Wednesday, June 27, 2018
Book Review: The Long Tomorrow by Leigh Brackett
The Long Tomorrow by Leigh Brackett
Paperback, SF Masterworks, 240 pages
Published February 2013 by Gollancz (first published 1955)
Hugo Award Nominee for Best Novel (1956)
Leigh Brackett may not be a household name to most Sci-fi fans in this day and age but she was a ground breaking writer during the pulp era. At time when Ace was publishing most of their science fiction in doubles Leigh Brackett published dozens of space operas and fantasies ( that took place on Mars and Venus) far enough back that it seemed possible. One thing that made her a trailblazer is she didn’t hide her gender like a several women writing at the time.
She is most often remembered for the screenplay she wrote just before her death for the Empire Strikes Back.

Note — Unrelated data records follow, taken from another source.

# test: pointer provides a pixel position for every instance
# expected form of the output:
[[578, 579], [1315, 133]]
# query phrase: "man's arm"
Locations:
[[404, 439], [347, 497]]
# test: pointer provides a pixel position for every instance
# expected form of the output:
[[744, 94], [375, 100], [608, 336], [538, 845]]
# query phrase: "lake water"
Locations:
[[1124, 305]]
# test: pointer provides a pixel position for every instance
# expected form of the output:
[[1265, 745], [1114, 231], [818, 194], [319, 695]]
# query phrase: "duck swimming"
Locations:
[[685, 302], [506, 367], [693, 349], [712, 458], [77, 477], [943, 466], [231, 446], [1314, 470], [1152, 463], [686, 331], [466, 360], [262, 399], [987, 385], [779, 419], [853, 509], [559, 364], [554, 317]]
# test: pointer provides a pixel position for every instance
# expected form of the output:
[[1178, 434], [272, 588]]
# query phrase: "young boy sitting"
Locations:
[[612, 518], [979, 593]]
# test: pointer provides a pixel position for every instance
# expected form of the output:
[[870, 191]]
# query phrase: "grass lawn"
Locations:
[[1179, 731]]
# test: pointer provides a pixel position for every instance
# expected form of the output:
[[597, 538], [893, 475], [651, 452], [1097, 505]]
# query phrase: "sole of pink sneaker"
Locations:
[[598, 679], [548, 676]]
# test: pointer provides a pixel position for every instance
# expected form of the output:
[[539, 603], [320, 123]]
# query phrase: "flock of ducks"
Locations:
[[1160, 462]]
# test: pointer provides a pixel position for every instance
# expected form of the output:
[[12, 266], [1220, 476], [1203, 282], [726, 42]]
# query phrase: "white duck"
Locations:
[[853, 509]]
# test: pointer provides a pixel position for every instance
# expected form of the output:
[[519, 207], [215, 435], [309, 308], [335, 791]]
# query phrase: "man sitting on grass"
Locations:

She also wrote several classic westerns and noir films like Rio Bravo and The Big Sleep. The word is that her screenplay for Empire was very different from the final product that was greatly over hauled by Lawrence Kasdan. So What? George Lucas thought enough of her space opera to give her the first crack. It is cool that Brackett was one of the first people to sit down with Lucas and has out the story.
I think in high school I bought a couple of her books because she wrote Empire I have vague memories of reading them. During the Solar Lottery episode of Dickheads (the PKD podcast I co-host) we talked about that book being a double with Leigh Brackett novel. That book sounded interesting. I looked it up at the library and they didn’t have it. They did however have The Long Tomorrow and It was considered a masterpiece of 50’s post apocalypse fiction. Anyone who has read my blog for anytime knows I love a good end of the world story.
It was a cool surprise for me by the time the book showed up on my library holds and I got around to it, I had forgotten what it was about. Interesting timing as I was about to read Carrie Vaughn’s sequel to Bannerless that is set in a similar world. It is interesting to compare those novels and how they reflect the fears of the times. Brackett’s novel is inspired by the very real nuclear fears of the 50’s while Vaughn’s Bannerless books see the reset of the world being a outcome of environmental waste and climate change.
The Long Tomorrow is one hundred years after a Nuclear war in the Midwest. This is a very different novel from the bulk of Brackett’s but it is a hero’s quest just like many of her books. This quest is more Tom Sawyer than Frodo because the midwest of this future has gone back to the primitive, not by choice they are survivors. That said the beliefs and laws of this society have adapted and despite surviving books the idea of embracing technology and going back is a big no no.
So enter our Hero Len Coulter who is very focused on the journey to find the city where technology and the old world are embraced. Along the way there is a love triangle with his brother, and many adventures. He dreams of this place and the central question of the third act is this dream all he believed it would be. The society that survived is fighting to prevent any of the seeds that destroyed the past world from being planted again.
You may be thinking – I have read or seen this story one thousand times, and this story is cliché. Well this novel was released in the 50’s so this is one of the trailbliazers along with Alas Babylon and On the Beach. It is the reason for the Cliche and is very different.
The Long Tomorrow shows its age at times, but I am glad I read it. It is a classic of the genre and it is important that we don’t lose these classics. I wouldn’t say it is a barn burner, but it has enough important themes and its role in the genre is undeniable. Yeah you should read it.